Last September BoardGameWire reported that CMON‘s mid-year revenue had fallen for the first time since the pandemic, to just over $15.9m, with slumping wholesale earnings putting a dent into the company’s H1 results.
CMON’s wholesale revenue sank 39% to $5.9m in H1 2024 compared to the same period in 2023, while revenue from its crowdfunding campaigns fell by about 9.7% to just over $9.9m.
The company’s cash reserves have also been diminishing, going from $3.9m at the end of 2022 to $3.1m at the end of 2023, and had fallen again to $1.9m at the halfway point of last year.

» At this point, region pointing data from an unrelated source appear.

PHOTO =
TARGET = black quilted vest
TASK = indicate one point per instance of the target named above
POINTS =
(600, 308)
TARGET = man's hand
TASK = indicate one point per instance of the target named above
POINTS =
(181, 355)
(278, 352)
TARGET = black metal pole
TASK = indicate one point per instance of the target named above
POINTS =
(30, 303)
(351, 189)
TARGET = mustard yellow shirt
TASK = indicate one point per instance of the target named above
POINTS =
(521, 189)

Yesterday BoardGameWire reported that online board game retailer Boardlandia had become the latest tabletop-related victim of the skyrocketing US tariffs on Chinese imports, with its owners announcing they have closed down the business.
Other early casualties of the tariff hike have included Spirit Island publisher Greater than Games, with parent company Flat River Group laying off the vast majority of its subsidiary’s staff and suspending new projects.
A few days earlier the president of Trekking the World publisher Underdog Games, Nick Bentley, said the company had laid off almost the entirety of its staff – himself included – saying the owner was “shrinking the company to almost nothing to give it the best chance of keeping the lights on during the tariff tsunami”.
Last week Merchants Cove and Coloma publisher Final Frontier Games revealed it was shutting down with three crowdfunding projects worth nearly $1.4m still unfulfilled, claiming that CMON failing to pay for an agreed Chinese localisation of one title was the “final nail” in its coffin.